Both institutions insist that the deal agreed at the 21-22 June summit should not be reopened despite Polish Prime Minister Jarosław Kaczyn´ski calling into question the agreement on voting rules.

The Commission’s position on the intergovernmental conference (ICG), to be adopted on Tuesday (10 July), is expected to endorse the mandate for negotiation agreed at the summit. Commission President José Manuel Barroso said on Monday (2 July): "None of the issues agreed on can be opened up. We can’t do anything which contra-dicts what was agreed at the European Council."

Barroso’s comments were aimed at the Polish prime minister who has claimed that he received verbal assurances at the summit that contested EU decisions could be delayed for two years under a revised version of the Ioaninna compromise. The draft mandate says that if the mechanism is used agreement should be reached "within a reasonable period".

The Portuguese presidency has tried to play down suggestions that the summit deal is already unravelling. Prime Minister José Socrates said on Monday that there were only "misunderstandings" which needed clarification. "I don’t see any country which wants to question it [the mandate]," he said.

The European Parliament will adopt its opinion on the IGC on 11 July. A draft opinion by German Social Democrat MEP Jo Leinen, chairman of the constitutional affairs committee, welcomes the fact that the mandate for the ICG agreed at the summit "safeguards the substance of the constitutional treaty", including the single legal personality of the EU, the suppression of the pillars structure (different types of decision-making for different policy areas) and the shift to qualified majority voting and codecision with Parliament.

Leinen’s draft report points out that Parliament regrets that the concept of a single constitutional treaty, the symbols of the Union, an understandable classification of legal acts and a clear statement of the primacy of EU law will be dropped.
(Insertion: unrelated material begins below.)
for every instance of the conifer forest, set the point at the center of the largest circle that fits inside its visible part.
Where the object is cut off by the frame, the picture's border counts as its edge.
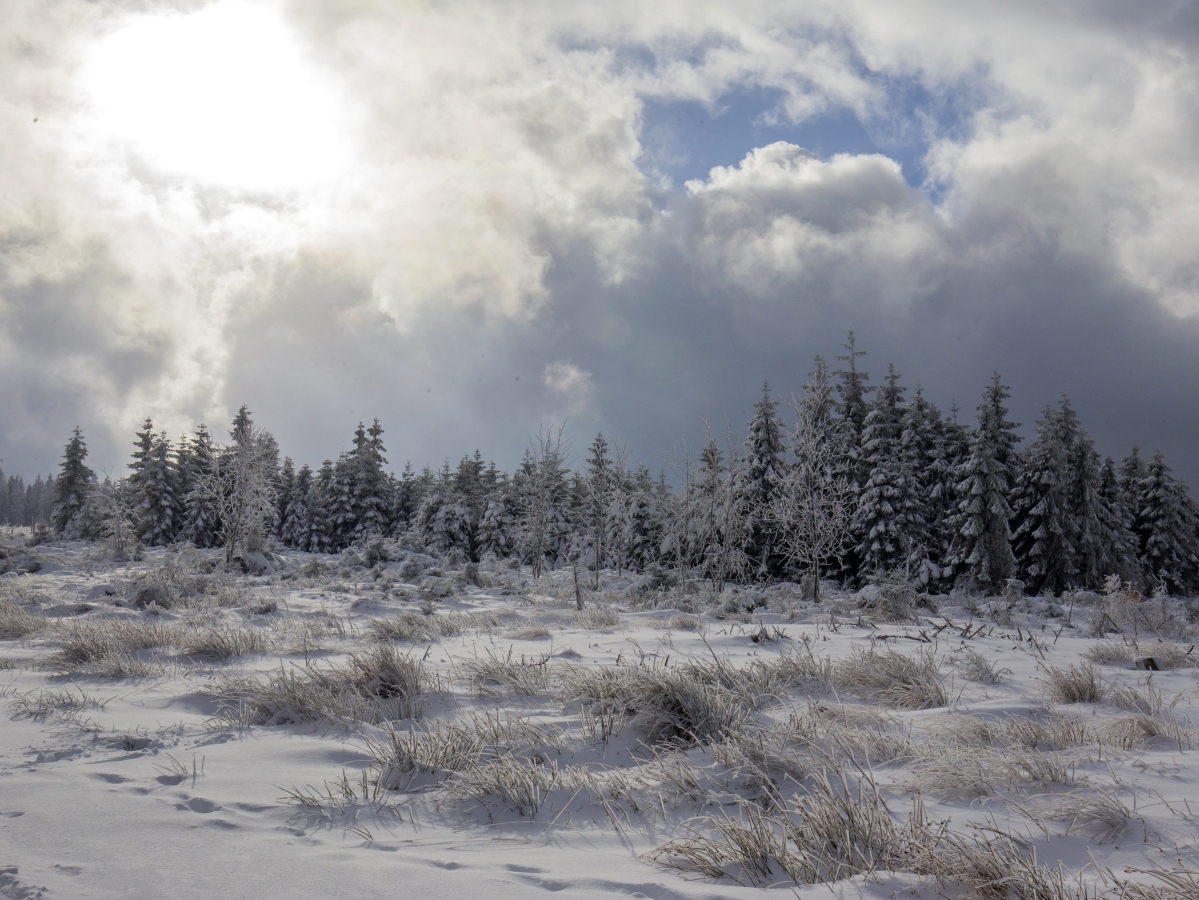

It also expresses concern that the mandate allows an increasing number of member states to opt out of major provisions of the treaties which could lead to a weakening of the cohesion of the Union.

MEPs have proposed a number of amendments to the report which will be discussed in the constitutional affairs committee next Monday (9 July) and approved in the plenary. Danish MEP Jens-Peter Bonde, chairman of the Eurosceptic Independence and Democracy group, is calling for referenda to be held in all member states. UK Liberal Democrat MEP Andrew Duff wants to include language saying that the Parliament regrets that the entry into force of many of the treaty’s provisions has been delayed.

The Portuguese presidency will launch the IGC at the meeting of foreign ministers on 23 July and hopes to secure final approval on a treaty text at the informal summit in Lisbon on 18 October.